For some reason, the database pod was halted during the service downtime. No logs were recorded for this time period.
https://onenr.io/0oQDKkGrDjy

Web container Logs

Similarly, the web service did not generate any unusual logs during the downtime

https://onenr.io/01wZvD3mvw6

Taginfo logs

https://onenr.io/0KQXGgP5Eja

Overpass API logs

https://onenr.io/0yw4NqoxLj3

Metrics-server Issue

After investigating, it seems that issues is related to "metrics-server", The metrics-server is a Kubernetes system component that collects and stores performance metrics from nodes and pods in the cluster.
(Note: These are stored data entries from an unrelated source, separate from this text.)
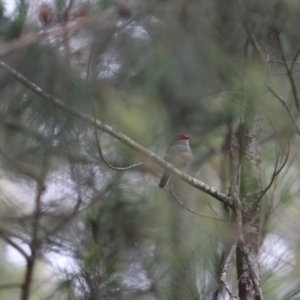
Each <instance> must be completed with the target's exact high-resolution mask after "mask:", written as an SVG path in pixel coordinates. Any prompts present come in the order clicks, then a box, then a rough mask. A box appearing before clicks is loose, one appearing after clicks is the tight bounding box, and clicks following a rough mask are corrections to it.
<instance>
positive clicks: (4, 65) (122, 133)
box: [0, 61, 233, 207]
mask: <svg viewBox="0 0 300 300" xmlns="http://www.w3.org/2000/svg"><path fill="white" fill-rule="evenodd" d="M0 67H2V68H3V69H5V70H6V71H7V72H8V73H9V74H11V75H12V76H13V77H14V78H15V79H16V80H18V81H19V82H20V83H22V84H23V85H24V86H26V87H27V88H28V89H30V90H32V91H33V92H34V93H36V94H37V95H39V96H41V97H42V98H43V99H44V100H47V101H50V102H52V104H53V105H55V106H57V107H59V108H61V109H63V110H65V111H67V112H69V113H70V114H72V115H73V116H75V117H77V118H78V119H80V120H82V121H84V122H86V123H88V124H90V125H91V126H96V127H97V128H98V129H100V130H102V131H104V132H106V133H108V134H109V135H111V136H113V137H115V138H116V139H118V140H119V141H121V142H122V143H124V144H126V145H127V146H129V147H130V148H132V149H134V150H136V151H137V152H139V153H141V154H142V155H143V156H145V157H146V158H149V159H151V160H152V161H153V162H154V163H156V164H157V165H159V166H160V167H162V168H164V169H165V170H167V171H169V172H170V173H171V174H172V175H174V176H176V177H178V178H180V179H181V180H183V181H184V182H186V183H188V184H189V185H191V186H193V187H195V188H196V189H199V190H201V191H203V192H205V193H206V194H208V195H210V196H212V197H213V198H215V199H217V200H219V201H220V202H222V203H224V204H226V205H228V206H229V207H232V206H233V201H232V200H231V199H230V198H229V197H228V196H226V195H225V194H223V193H221V192H219V191H218V190H217V189H216V188H214V187H212V186H209V185H207V184H205V183H204V182H202V181H200V180H198V179H196V178H193V177H192V176H190V175H188V174H186V173H185V172H182V171H180V170H179V169H177V168H175V167H174V166H173V165H172V164H170V163H168V162H166V161H165V160H163V159H162V158H160V157H159V156H158V155H156V154H155V153H153V152H152V151H150V150H148V149H147V148H145V147H143V146H141V145H140V144H138V143H136V142H135V141H133V140H132V139H130V138H129V137H128V136H126V135H125V134H123V133H121V132H120V131H118V130H116V129H114V128H112V127H111V126H109V125H107V124H106V123H104V122H102V121H100V120H98V119H97V120H95V119H94V118H93V117H92V116H90V115H88V114H86V113H84V112H81V111H80V110H78V109H76V108H74V107H71V106H70V105H69V104H67V103H65V102H64V101H62V100H60V99H58V98H56V97H54V96H52V95H50V94H48V93H46V92H45V91H44V90H42V89H41V88H40V87H39V86H37V85H36V84H34V83H33V82H31V81H30V80H28V79H27V78H26V77H24V76H23V75H21V74H20V73H19V72H17V71H16V70H15V69H13V68H11V67H10V66H9V65H7V64H6V63H4V62H3V61H0Z"/></svg>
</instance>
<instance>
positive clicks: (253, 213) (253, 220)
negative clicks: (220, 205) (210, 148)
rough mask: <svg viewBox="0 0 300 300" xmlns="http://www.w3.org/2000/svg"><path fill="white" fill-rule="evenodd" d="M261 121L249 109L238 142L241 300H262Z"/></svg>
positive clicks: (256, 114)
mask: <svg viewBox="0 0 300 300" xmlns="http://www.w3.org/2000/svg"><path fill="white" fill-rule="evenodd" d="M261 131H262V118H261V117H260V116H259V114H258V113H257V112H256V111H255V110H254V108H253V107H250V108H249V107H248V108H247V112H246V115H245V120H244V123H243V124H242V125H241V127H240V130H239V134H238V140H239V144H240V166H241V169H240V202H241V215H242V228H241V233H242V234H241V239H240V241H239V243H238V245H237V249H236V259H237V275H238V282H239V283H238V286H239V297H240V299H242V300H258V299H260V300H261V299H262V292H261V285H260V274H259V263H258V245H259V224H260V215H259V214H260V203H259V201H258V198H259V196H258V195H259V193H260V191H261V145H260V133H261Z"/></svg>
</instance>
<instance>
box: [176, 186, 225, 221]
mask: <svg viewBox="0 0 300 300" xmlns="http://www.w3.org/2000/svg"><path fill="white" fill-rule="evenodd" d="M171 192H172V195H173V196H174V198H175V199H176V200H177V201H178V203H179V204H180V205H181V206H182V207H183V208H184V209H186V210H187V211H189V212H191V213H192V214H194V215H196V216H199V217H202V218H207V219H211V220H215V221H222V222H227V221H226V220H223V219H218V218H214V217H210V216H206V215H202V214H199V213H197V212H196V211H194V210H192V209H190V208H189V207H187V206H186V205H185V204H184V203H183V202H182V201H181V200H180V199H179V197H178V196H177V195H176V194H175V192H174V189H173V186H172V185H171Z"/></svg>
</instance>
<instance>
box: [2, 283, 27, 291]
mask: <svg viewBox="0 0 300 300" xmlns="http://www.w3.org/2000/svg"><path fill="white" fill-rule="evenodd" d="M21 287H22V284H21V283H7V284H1V285H0V290H11V289H19V288H21Z"/></svg>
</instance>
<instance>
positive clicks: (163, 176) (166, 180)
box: [159, 172, 170, 188]
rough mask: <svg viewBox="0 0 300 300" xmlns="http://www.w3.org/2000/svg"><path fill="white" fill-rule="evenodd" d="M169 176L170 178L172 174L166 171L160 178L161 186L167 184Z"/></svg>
mask: <svg viewBox="0 0 300 300" xmlns="http://www.w3.org/2000/svg"><path fill="white" fill-rule="evenodd" d="M169 178H170V174H169V173H168V172H164V175H163V176H162V178H161V180H160V183H159V187H160V188H163V187H165V185H166V184H167V182H168V180H169Z"/></svg>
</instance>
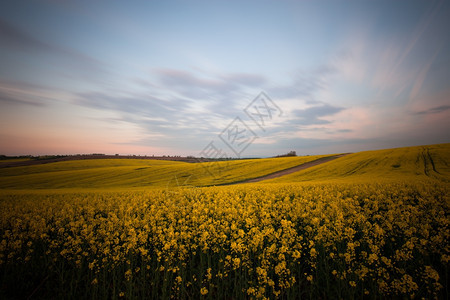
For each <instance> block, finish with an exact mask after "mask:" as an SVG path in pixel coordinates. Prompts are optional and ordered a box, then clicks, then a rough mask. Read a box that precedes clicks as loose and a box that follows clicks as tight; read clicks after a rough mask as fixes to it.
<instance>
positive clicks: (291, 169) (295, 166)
mask: <svg viewBox="0 0 450 300" xmlns="http://www.w3.org/2000/svg"><path fill="white" fill-rule="evenodd" d="M348 154H350V153H344V154H339V155H334V156H328V157H322V158H319V159H316V160H313V161H310V162H307V163H304V164H301V165H299V166H295V167H292V168H288V169H284V170H281V171H277V172H274V173H271V174H268V175H264V176H261V177H257V178H252V179H247V180H244V181H239V182H233V183H228V184H226V185H232V184H238V183H250V182H258V181H263V180H267V179H272V178H278V177H281V176H284V175H288V174H291V173H294V172H298V171H301V170H304V169H308V168H311V167H314V166H317V165H320V164H323V163H326V162H329V161H332V160H335V159H336V158H339V157H342V156H345V155H348Z"/></svg>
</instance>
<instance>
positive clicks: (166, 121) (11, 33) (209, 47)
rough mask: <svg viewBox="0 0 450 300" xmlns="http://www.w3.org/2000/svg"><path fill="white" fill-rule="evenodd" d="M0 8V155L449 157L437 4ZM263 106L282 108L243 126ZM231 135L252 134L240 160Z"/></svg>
mask: <svg viewBox="0 0 450 300" xmlns="http://www.w3.org/2000/svg"><path fill="white" fill-rule="evenodd" d="M0 5H1V9H0V65H1V68H0V108H1V110H0V154H6V155H21V154H33V155H38V154H75V153H107V154H114V153H120V154H137V155H145V154H149V155H152V154H155V155H163V154H169V155H195V156H198V155H199V153H203V154H204V153H205V152H202V151H203V150H205V147H207V146H208V145H210V143H211V142H213V144H214V146H215V148H216V149H219V150H220V151H222V152H221V153H224V154H225V155H226V156H236V155H240V156H241V157H242V156H244V157H245V156H272V155H277V154H281V153H286V152H288V151H290V150H295V151H297V153H298V154H321V153H336V152H355V151H360V150H367V149H380V148H389V147H400V146H410V145H421V144H432V143H445V142H450V134H449V132H450V130H449V129H450V121H449V120H450V56H449V53H450V36H449V35H448V28H450V24H449V23H450V3H449V2H446V1H395V2H394V1H372V2H370V1H142V2H139V1H50V0H48V1H43V0H41V1H9V2H3V3H2V4H0ZM261 92H264V93H265V95H267V96H268V97H269V98H270V99H266V100H267V103H271V104H273V105H275V107H276V108H277V110H276V111H275V110H274V111H273V112H274V114H273V115H271V116H269V115H268V114H266V115H265V116H266V119H265V120H264V121H265V122H264V126H258V124H257V120H256V119H254V118H252V116H255V115H252V114H251V113H250V114H247V113H246V112H245V111H244V110H245V108H246V107H249V108H250V109H254V108H255V107H259V108H260V109H263V108H262V106H261V105H260V104H261V103H260V102H257V101H260V100H261V99H260V98H257V97H258V95H260V93H261ZM255 98H256V99H255ZM270 100H271V101H270ZM252 101H254V102H252ZM255 101H256V102H255ZM269 101H270V102H269ZM258 103H259V104H258ZM249 105H250V106H249ZM258 105H259V106H258ZM275 112H276V113H275ZM267 116H269V117H267ZM236 118H238V119H237V120H238V123H236V122H234V120H236ZM255 120H256V121H255ZM233 122H234V123H233ZM236 124H238V125H239V126H240V129H237V127H236V126H237V125H236ZM260 125H261V124H260ZM233 126H234V127H233ZM234 129H236V130H237V131H236V132H238V131H239V130H240V131H239V132H242V130H244V129H245V130H247V131H246V132H247V133H249V134H250V135H247V137H251V141H250V140H248V141H249V142H248V143H247V142H246V141H247V140H246V139H245V138H244V139H241V142H242V143H243V144H242V145H244V146H246V147H241V150H242V149H243V150H242V151H236V148H235V147H236V145H235V144H233V143H232V142H231V141H230V140H227V138H230V137H232V135H230V132H231V131H232V130H234ZM241 129H242V130H241ZM253 137H254V138H253ZM246 143H247V144H248V145H246ZM242 145H241V146H242ZM244 148H245V149H244Z"/></svg>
kubectl get pods --all-namespaces -o wide
kubectl describe pod metrics-server-7668599459-dft95 -n kube-system
kubectl logs metrics-server-7668599459-dft95 -n kube-system

outputs:

Error: failed to get delegated authentication kubeconfig: failed to get delegated authentication kubeconfig: open /var/run/secrets/kubernetes.io/serviceaccount/token: permission denied
.....
panic: failed to get delegated authentication kubeconfig: failed to get delegated authentication kubeconfig: open /var/run/secrets/kubernetes.io/serviceaccount/token: permission denied

goroutine 1 [running]:
main.main()
	/go/src/github.com/kubernetes-incubator/metrics-server/cmd/metrics-server/metrics-server.go:39 +0x13b

I still don't have an understanding of why this issue is happening. I checked the staging cluster, and everything is working fine there. I'm not sure if it's related to a token expiration, but I can't pinpoint it yet.

Due to the "token: permission denied" issue, the web, taginfo, and overpass pods were unable to restart or collect metrics. However, it's strange that the services were restored after two hours. The first step would be to resolve this "open /var/run/secrets/kubernetes.io/serviceaccount/token: permission denied" issue. Here are some possible solutions according to chatgpt

@batpad ,I would like to your suggestion about this issue. From my perspective, the most viable option would be to delete the metrics-server pods and restore them using a metrics template. e.g: components.yml

[jeffreyameyer]

Overpass API appears to be working (i.e., returning READ requests), but is out of sync or possibly not syncing at all. Changes I made yesterday have yet to show up in its results.